Updating a live OpenStack cloud

jistr, marios, gfidente

Talk Overview

DB schemas and AMQP messaging (RPC) can change
Upgrade controllers in parallel
- DB schema must match service expectations
- Cloud management downtime
Upgrade computes serially (in batches)
- No direct DB connection, RPC pinning
Service-by-service upgrade is a possibility too

DB schemas do not change, AMQP messaging does not change or is backwards compatible
Challenge is in uptime expectations
Rolling updates on the controllers (node-by-node)
- Some services rely on Pacemaker for proper leaving/rejoining the cluster
“Normal” package update on the computes

From the Manager node
- openstack overcloud update stack overcloud -i --templates -e overcloud-resource-registry-puppet.yaml -e …
Sets pre-update hook on each node – heat native feature.
Also sets the UpdateIdentifier. Need the update to proceed one node at a time.

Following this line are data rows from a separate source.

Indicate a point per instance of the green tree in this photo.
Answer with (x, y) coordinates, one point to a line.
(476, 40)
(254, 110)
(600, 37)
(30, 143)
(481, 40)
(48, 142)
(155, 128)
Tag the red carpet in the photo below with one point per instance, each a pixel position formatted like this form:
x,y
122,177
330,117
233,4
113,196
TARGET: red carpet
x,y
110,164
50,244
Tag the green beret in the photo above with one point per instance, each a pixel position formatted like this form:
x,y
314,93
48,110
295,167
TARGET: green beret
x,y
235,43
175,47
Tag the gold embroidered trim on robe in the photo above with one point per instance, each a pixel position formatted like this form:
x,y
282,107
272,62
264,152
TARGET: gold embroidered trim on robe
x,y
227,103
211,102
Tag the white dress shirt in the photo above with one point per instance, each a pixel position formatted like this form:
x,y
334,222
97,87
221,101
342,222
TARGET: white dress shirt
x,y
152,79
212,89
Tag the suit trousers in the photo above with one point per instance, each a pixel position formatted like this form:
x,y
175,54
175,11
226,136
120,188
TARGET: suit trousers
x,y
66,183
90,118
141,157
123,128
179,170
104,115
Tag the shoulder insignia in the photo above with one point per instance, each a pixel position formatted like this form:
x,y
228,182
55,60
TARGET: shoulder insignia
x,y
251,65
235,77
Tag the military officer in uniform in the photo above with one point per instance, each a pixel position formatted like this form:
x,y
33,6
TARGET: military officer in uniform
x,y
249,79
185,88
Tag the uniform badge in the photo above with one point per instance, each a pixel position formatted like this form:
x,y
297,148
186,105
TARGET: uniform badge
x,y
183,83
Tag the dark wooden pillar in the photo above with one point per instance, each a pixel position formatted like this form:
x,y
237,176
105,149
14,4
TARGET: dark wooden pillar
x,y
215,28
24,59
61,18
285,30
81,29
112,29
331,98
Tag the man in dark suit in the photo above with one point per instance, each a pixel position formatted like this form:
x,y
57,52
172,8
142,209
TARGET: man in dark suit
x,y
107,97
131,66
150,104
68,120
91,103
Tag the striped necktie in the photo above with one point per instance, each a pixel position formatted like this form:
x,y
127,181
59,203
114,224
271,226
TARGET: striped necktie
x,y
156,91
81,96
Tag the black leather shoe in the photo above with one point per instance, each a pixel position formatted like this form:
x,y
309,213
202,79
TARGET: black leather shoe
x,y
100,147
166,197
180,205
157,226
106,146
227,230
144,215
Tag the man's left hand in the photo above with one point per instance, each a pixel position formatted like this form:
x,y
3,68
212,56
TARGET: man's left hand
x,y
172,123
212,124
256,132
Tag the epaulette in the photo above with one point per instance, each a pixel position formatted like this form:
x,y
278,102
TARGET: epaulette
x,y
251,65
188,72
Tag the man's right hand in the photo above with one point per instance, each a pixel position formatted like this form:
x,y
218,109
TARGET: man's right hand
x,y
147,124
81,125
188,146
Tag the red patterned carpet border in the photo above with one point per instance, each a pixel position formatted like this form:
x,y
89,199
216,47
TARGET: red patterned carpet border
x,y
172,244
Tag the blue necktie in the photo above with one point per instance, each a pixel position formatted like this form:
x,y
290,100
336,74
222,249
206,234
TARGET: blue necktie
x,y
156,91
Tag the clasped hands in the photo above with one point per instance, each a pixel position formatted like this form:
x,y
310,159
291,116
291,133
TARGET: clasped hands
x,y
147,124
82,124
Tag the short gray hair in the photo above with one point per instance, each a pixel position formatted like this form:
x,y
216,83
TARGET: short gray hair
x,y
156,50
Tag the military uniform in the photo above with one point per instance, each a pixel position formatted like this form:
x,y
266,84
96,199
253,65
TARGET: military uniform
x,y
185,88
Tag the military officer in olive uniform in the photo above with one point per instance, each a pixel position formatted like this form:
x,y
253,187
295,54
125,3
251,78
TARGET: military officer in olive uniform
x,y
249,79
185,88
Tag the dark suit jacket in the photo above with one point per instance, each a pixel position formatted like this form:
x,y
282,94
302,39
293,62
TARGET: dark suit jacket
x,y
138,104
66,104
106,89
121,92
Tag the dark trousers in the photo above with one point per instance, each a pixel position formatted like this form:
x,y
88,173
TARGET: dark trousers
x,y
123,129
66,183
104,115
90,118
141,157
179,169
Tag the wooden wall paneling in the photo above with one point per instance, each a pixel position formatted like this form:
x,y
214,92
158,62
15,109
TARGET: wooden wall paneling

On one controller at a time, (breakpoints mainly for this).
Matching pre/post update environments (example the neutron pacemaker constraints).
Stop the cluster on that controller, maintenance mode
Yum update
Rejoin the cluster

This is delivered as the config property for a SoftwareDeployment (Heat).
Checks the update_identifier first
- echo "Not running due to unset update_identifier"
Contains the update logic, pacemaker, yum update

Nothing, in four different ways!

We don't want a new network, we're just calling it (by) name

network_id <-> network (name) mapping

Heat developers helped, we had to backport the fix into the stable branch

How come Pacemaker is failing to failover the services?

Services fail to stop

HA people helped, we needed to fix the constraints to shutdown cleanly!

Why is that IP still on the node we supposedly killed?

Neutron agents were down but keepalived was still running

Neutron developers helped, newer version wasn't affected

UPDATE_COMPLETE, scaling fails though!

Luckily there is people testing this all